If you use BLiMP (original or this L1-L2 UD version) in your work, please cite it as follows:
@article{warstadt2020blimp,
author = {Warstadt, Alex and Parrish, Alicia and Liu, Haokun and Mohananey, Anhad and Peng, Wei and Wang, Sheng-Fu and Bowman, Samuel R.},
title = {BLiMP: The Benchmark of Linguistic Minimal Pairs for English},
journal = {Transactions of the Association for Computational Linguistics},
volume = {8},
number = {},
pages = {377-392},
year = {2020},
doi = {10.1162/tacl\_a\_00321},
URL = {https://doi.org/10.1162/tacl_a_00321},
eprint = {https://doi.org/10.1162/tacl_a_00321},
abstract = { We introduce The Benchmark of Linguistic Minimal Pairs (BLiMP),1 a challenge set for evaluating the linguistic knowledge of language models (LMs) on major grammatical phenomena in English.

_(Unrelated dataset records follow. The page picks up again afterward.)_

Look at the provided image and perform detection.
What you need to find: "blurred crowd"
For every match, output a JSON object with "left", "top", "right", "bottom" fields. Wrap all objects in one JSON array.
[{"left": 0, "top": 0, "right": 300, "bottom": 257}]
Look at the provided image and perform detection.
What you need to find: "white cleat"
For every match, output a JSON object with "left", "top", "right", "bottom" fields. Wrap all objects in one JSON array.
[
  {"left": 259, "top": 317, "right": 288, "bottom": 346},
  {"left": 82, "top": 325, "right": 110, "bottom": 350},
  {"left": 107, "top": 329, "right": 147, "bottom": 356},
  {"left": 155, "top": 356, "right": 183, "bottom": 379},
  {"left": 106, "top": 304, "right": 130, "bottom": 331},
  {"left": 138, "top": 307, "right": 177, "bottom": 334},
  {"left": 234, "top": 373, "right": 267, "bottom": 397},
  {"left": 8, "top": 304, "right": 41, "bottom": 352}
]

BLiMP consists of 67 individual datasets, each containing 1,000 minimal pairs—that is, pairs of minimally different sentences that contrast in grammatical acceptability and isolate specific phenomenon in syntax, morphology, or semantics. We generate the data according to linguist-crafted grammar templates, and human aggregate agreement with the labels is 96.4\%. We evaluate n-gram, LSTM, and Transformer (GPT-2 and Transformer-XL) LMs by observing whether they assign a higher probability to the acceptable sentence in each minimal pair. We find that state-of-the-art models identify morphological contrasts related to agreement reliably, but they struggle with some subtle semantic and syntactic phenomena, such as negative polarity items and extraction islands. }
}
If you use this particular version of the data, please also cite:
TBA
BLiMP is distributed under a CC-BY license.